Fault Isolation — Redis Cache Failure#

The Scenario#

Redis goes down. Every request that was being served from cache now falls through to the database directly. On a normal evening that is 150M DAU worth of traffic hitting the database simultaneously — traffic the database was never designed to handle alone.

What Happens Without Protection#

In the normal flow, Redis absorbs almost all read traffic. The database sees a small fraction — only cache misses. Redis going down removes that buffer entirely.

flowchart LR
    A[Normal flow — 150M users] --> Redis[(Redis)]
    Redis -->|cache miss only 1 percent| DB[(Database)]

    B[Redis down — 150M users] --> DB2[(Database — overloaded)]

The database was sized to handle cache misses — a small percentage of total traffic. It was not sized to handle 100% of traffic. Under full load it collapses, taking down the home feed for every user on the platform.

Load Shedding — Protect the Database#

The fix is load shedding — deliberately reject requests beyond what the database can safely handle. The database survives. Some users get a 503. But the system stays alive.

Redis down → 500,000 req/s hit database directly
Database max safe capacity = 10,000 req/s

Load shed 490,000 req/s → return 503 to those users
Database handles 10,000 req/s → stays alive
Redis recovers → normal traffic resumes

sequenceDiagram
    participant C as Clients
    participant GS as Genre Service
    participant R as Redis
    participant DB as Database

    Note over R: Redis goes down

    C->>GS: 500,000 req/s
    GS->>R: cache check
    R--xGS: connection refused

    Note over GS: rate limiter kicks in
    GS->>DB: 10,000 req/s (within capacity)
    GS-->>C: 503 for remaining 490,000 req/s

    Note over R: Redis recovers after 2 minutes
    GS->>R: cache check → hit
    GS-->>C: normal responses resume

A 503 to some users for 2 minutes is a contained, recoverable outage. A dead database is a full platform outage that can take hours to recover from.

Partial availability beats total failure

Load shedding is a deliberate choice to hurt some users in order to protect the system for everyone. Without it, the database dies and Netflix goes down for all 150M users. With it, a fraction of users see errors temporarily while the rest of the platform stays healthy.
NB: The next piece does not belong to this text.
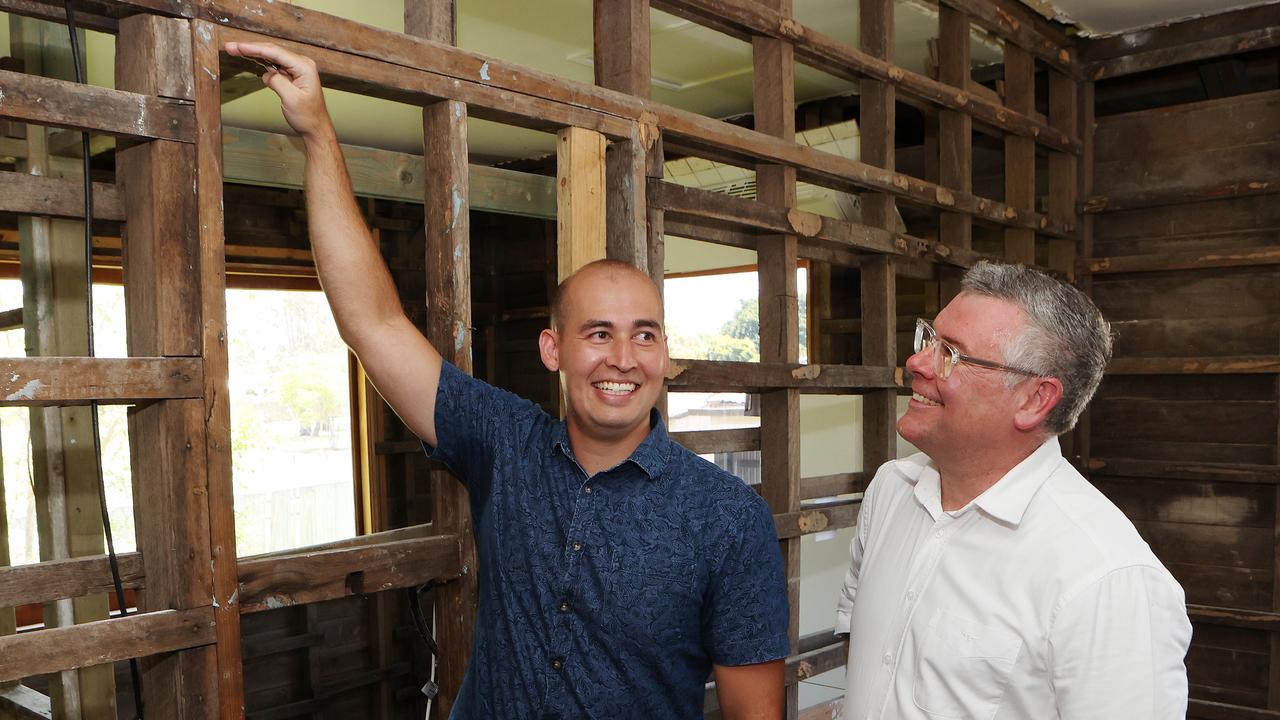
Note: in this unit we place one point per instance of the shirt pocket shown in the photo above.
(963, 668)
(656, 601)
Retry — What the Client Does on 503#

When a client receives a 503, it should not immediately retry. If every rejected client retries in 1 second, the load doubles instantly and the database collapses anyway.
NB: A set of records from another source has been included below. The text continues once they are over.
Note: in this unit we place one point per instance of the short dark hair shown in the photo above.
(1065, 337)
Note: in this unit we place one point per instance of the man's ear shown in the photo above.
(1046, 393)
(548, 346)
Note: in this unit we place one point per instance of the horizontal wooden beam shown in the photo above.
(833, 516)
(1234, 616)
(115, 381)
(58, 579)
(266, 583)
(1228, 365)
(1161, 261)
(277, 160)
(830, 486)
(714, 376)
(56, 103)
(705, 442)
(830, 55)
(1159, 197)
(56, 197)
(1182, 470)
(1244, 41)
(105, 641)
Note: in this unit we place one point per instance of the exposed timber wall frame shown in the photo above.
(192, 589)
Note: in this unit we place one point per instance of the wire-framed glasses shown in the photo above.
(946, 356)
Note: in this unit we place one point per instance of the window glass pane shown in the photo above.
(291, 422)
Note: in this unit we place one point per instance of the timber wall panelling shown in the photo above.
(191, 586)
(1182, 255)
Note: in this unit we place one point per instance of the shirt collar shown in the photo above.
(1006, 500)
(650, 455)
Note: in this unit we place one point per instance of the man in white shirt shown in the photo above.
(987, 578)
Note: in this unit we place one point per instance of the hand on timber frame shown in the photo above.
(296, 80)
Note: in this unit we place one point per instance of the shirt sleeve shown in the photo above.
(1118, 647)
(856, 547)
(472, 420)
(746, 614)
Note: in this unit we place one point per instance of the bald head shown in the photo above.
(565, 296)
The correct pattern is exponential backoff with jitter:

First retry  → wait 1s  + random jitter
Second retry → wait 2s  + random jitter
Third retry  → wait 4s  + random jitter
Fourth retry → wait 8s  + random jitter

The jitter is critical. Without it, all clients retry at exactly the same intervals — a synchronised wave of retries that recreates the stampede. Jitter spreads retries randomly across time, smoothing the load curve.

sequenceDiagram
    participant C1 as Client 1
    participant C2 as Client 2
    participant GS as Genre Service

    GS-->>C1: 503
    GS-->>C2: 503

    Note over C1: wait 1.3s (1s + 0.3s jitter)
    Note over C2: wait 1.7s (1s + 0.7s jitter)

    C1->>GS: retry
    GS-->>C1: 200 (Redis recovered)

    C2->>GS: retry
    GS-->>C2: 200

Retry without jitter recreates the stampede

If 490,000 clients all retry after exactly 1 second, you have replaced one spike with another spike of equal size one second later. Jitter is not optional — it is the mechanism that prevents retries from being just as destructive as the original failure.

What Is NOT Affected#

Redis holds the genre row cache — Action rows, Comedy rows, Continue Watching. That is all it holds for the homepage path. Users who are already watching a video are completely unaffected — chunks come from CDN, not from Redis.
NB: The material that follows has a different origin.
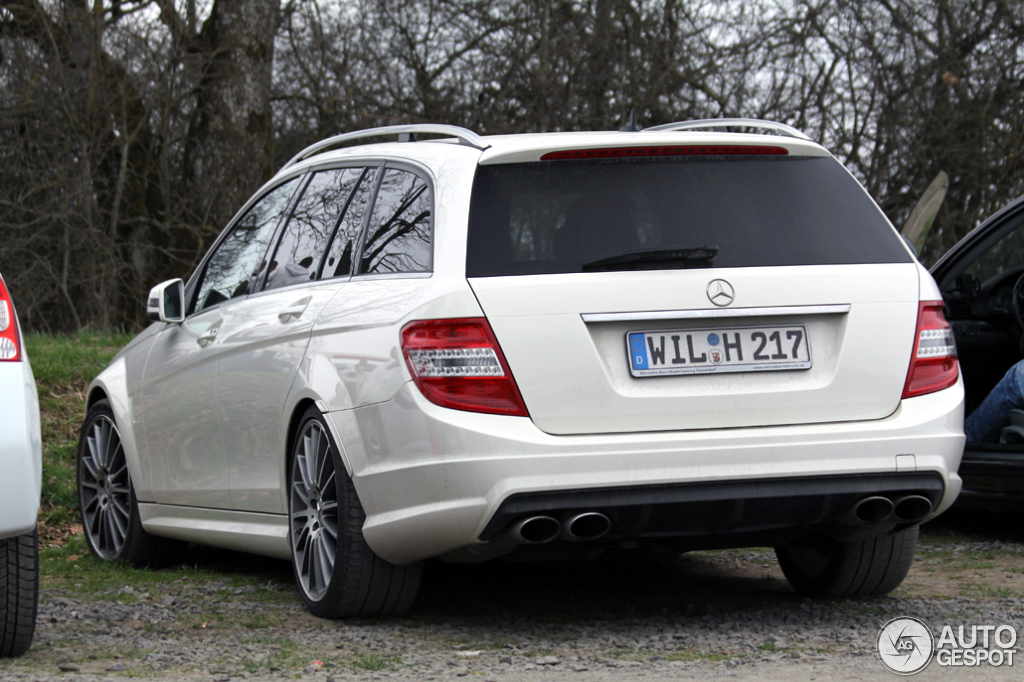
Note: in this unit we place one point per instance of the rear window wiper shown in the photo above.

Redis down → genre service cache miss → DB load spike → homepage 503s
           → active streams:           unaffected (CDN path has no Redis dependency)

The load shedding and retry logic above applies only to new homepage loads. A user mid-stream on Squid Game notices nothing when Redis goes down. Their player keeps pulling chunks from the nearest CDN edge node as if nothing happened.

This also means the scope of the failure is bounded. Even in the worst case — Redis fully down, DB fully overwhelmed, all homepage loads returning 503 — 20M users who are already watching keep watching. The platform is degraded, not dead.